I’ve tried with both the Google centos base image, and the latest docker ubuntu image.
I build a docker image off those bases with the following Dockerfile:
FROM marketplace.gcr.io/google/centos7
# or for ubuntu
# FROM ubuntu
# RUN apt-get update -y && apt-get install -y python
RUN groupadd -g 1000 container && useradd -r -u 1000 -g container container
USER container
Great. Then I build and run it with docker run --rm -it <img_name>
, and now I’m in the container with whoami
returning "container". I don’t have root privileges. touch /root/foo
fails with access denied.
Ok, cool. Non-root user, running without root privileges. I can’t sudo
. I can’t su root
. Just like I expect.
Then I run:
python -m SimpleHTTPServer 80
and it happily binds to port 80. I can run curl localhost
inside the container and I get a response.

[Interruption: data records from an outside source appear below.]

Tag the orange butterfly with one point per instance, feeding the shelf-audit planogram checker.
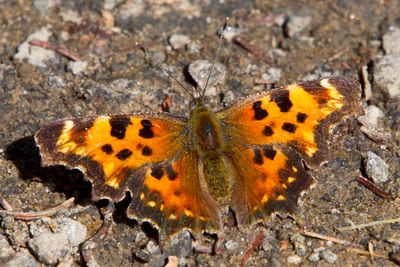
(182, 171)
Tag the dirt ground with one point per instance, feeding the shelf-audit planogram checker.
(275, 43)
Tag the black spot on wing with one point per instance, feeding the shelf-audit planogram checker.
(268, 131)
(157, 172)
(147, 151)
(283, 101)
(289, 127)
(269, 153)
(118, 126)
(259, 112)
(124, 154)
(301, 117)
(171, 172)
(107, 148)
(258, 157)
(146, 131)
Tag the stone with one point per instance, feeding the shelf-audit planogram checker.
(181, 245)
(372, 118)
(229, 33)
(200, 69)
(21, 258)
(386, 76)
(231, 245)
(50, 248)
(77, 67)
(179, 41)
(297, 24)
(299, 243)
(45, 6)
(272, 75)
(328, 256)
(75, 231)
(35, 55)
(376, 168)
(294, 259)
(391, 41)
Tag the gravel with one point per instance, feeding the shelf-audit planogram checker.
(391, 41)
(179, 41)
(294, 259)
(376, 168)
(297, 24)
(50, 248)
(36, 56)
(200, 69)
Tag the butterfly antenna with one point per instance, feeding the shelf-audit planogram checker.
(159, 66)
(221, 38)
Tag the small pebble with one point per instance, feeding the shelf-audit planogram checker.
(372, 117)
(298, 242)
(21, 258)
(75, 231)
(181, 245)
(229, 33)
(45, 6)
(386, 74)
(193, 47)
(328, 256)
(35, 55)
(376, 168)
(272, 75)
(231, 245)
(200, 69)
(50, 248)
(391, 41)
(179, 41)
(294, 259)
(77, 67)
(297, 24)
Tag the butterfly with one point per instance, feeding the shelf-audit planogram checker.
(182, 171)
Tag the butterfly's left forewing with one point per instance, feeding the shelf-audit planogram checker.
(270, 135)
(142, 154)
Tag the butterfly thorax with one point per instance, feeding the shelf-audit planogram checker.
(209, 143)
(207, 132)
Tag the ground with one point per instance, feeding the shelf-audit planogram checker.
(275, 43)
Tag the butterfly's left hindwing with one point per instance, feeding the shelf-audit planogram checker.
(141, 154)
(268, 136)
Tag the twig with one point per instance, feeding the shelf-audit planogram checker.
(26, 216)
(257, 241)
(371, 252)
(359, 226)
(373, 187)
(59, 49)
(338, 54)
(4, 203)
(328, 238)
(366, 84)
(366, 253)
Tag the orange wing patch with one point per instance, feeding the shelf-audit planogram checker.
(269, 179)
(173, 198)
(301, 115)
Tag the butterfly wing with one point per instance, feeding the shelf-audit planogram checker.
(269, 135)
(141, 154)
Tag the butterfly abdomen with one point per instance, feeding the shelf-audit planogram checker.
(209, 143)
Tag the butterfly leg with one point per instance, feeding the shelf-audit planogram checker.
(104, 231)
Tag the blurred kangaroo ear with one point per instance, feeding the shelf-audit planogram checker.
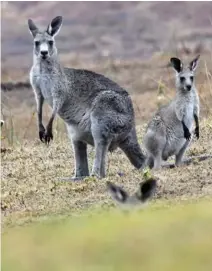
(193, 63)
(32, 27)
(147, 189)
(176, 64)
(117, 192)
(55, 26)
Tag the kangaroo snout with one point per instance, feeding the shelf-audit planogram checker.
(188, 87)
(44, 54)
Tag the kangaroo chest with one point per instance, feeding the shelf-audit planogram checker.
(188, 116)
(45, 84)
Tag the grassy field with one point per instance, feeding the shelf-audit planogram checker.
(50, 224)
(162, 237)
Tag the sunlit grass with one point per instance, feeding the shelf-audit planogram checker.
(157, 238)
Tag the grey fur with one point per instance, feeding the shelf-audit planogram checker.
(96, 110)
(170, 131)
(142, 195)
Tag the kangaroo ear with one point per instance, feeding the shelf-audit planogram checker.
(193, 63)
(32, 27)
(176, 64)
(117, 193)
(55, 26)
(147, 189)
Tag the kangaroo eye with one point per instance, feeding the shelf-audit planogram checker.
(37, 43)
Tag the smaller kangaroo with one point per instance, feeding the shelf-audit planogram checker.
(144, 193)
(170, 131)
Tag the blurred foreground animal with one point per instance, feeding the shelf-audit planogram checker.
(142, 195)
(96, 110)
(170, 131)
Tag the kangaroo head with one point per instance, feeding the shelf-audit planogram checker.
(44, 43)
(144, 193)
(184, 75)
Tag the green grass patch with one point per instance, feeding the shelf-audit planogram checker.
(157, 238)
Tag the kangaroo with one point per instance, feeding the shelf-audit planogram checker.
(96, 110)
(144, 193)
(170, 131)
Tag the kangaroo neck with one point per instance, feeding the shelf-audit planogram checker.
(48, 65)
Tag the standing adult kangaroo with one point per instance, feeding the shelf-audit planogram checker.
(96, 110)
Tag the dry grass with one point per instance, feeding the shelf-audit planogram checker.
(160, 238)
(30, 172)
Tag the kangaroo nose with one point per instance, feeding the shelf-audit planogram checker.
(188, 87)
(44, 53)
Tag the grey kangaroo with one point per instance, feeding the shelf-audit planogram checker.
(142, 195)
(96, 110)
(170, 131)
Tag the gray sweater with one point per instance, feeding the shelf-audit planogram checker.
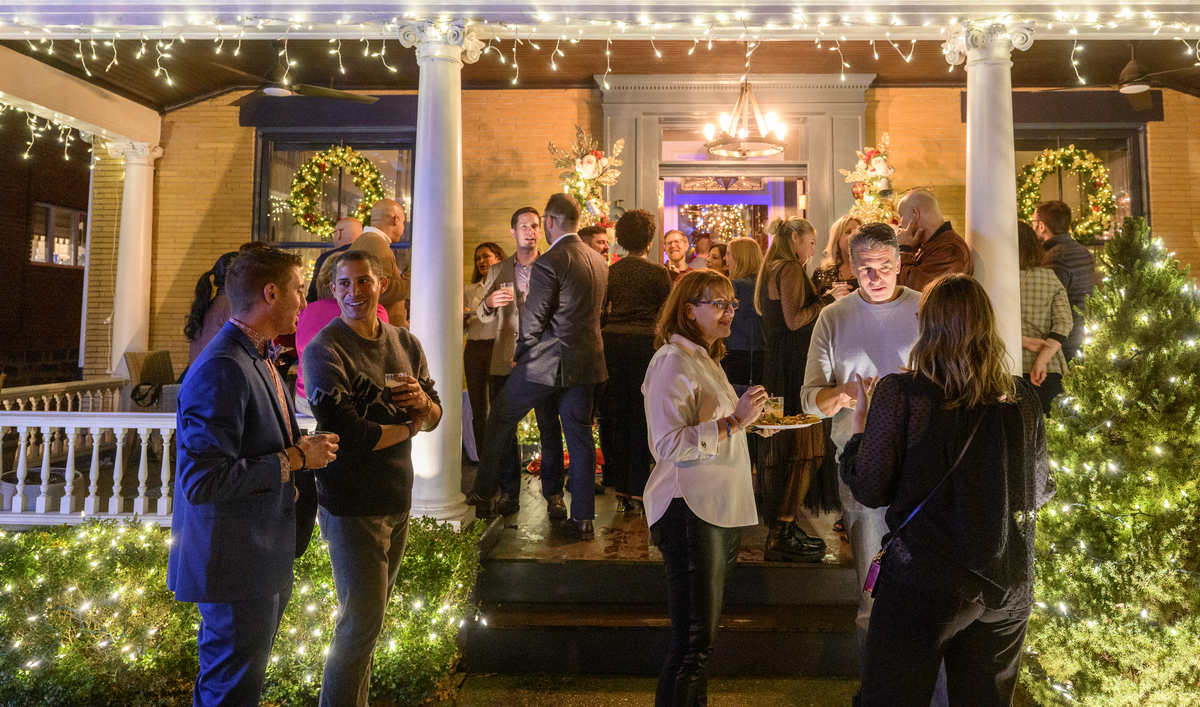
(343, 376)
(856, 337)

What’s going on? What am I missing.
Thanks for any help.
I’m running Docker for Mac if it matters. I don’t expect it does. (I expected wrong.)
2
Answers
I just tried this with ubuntu:18.04 image on Linux Host and it fails to bind to port 80.
I repeated on a Mac and the same that is happening to you happened there.
Now on the Mac you CAN bind to lower ports with non root user (just try running
python -m SimpleHTTPServer 80
as your login user) So maybe this is normal on the Mac.This behavior was added in 20.3.0 by changing the value of
net.ipv4.ip_unprivileged_port_start
inside the network namespace to be0
, effectively making all ports unprivileged. Since containers typically run a single app, there’s little value to restricting that app to only listen on privileged ports like you would want on a multi-user host.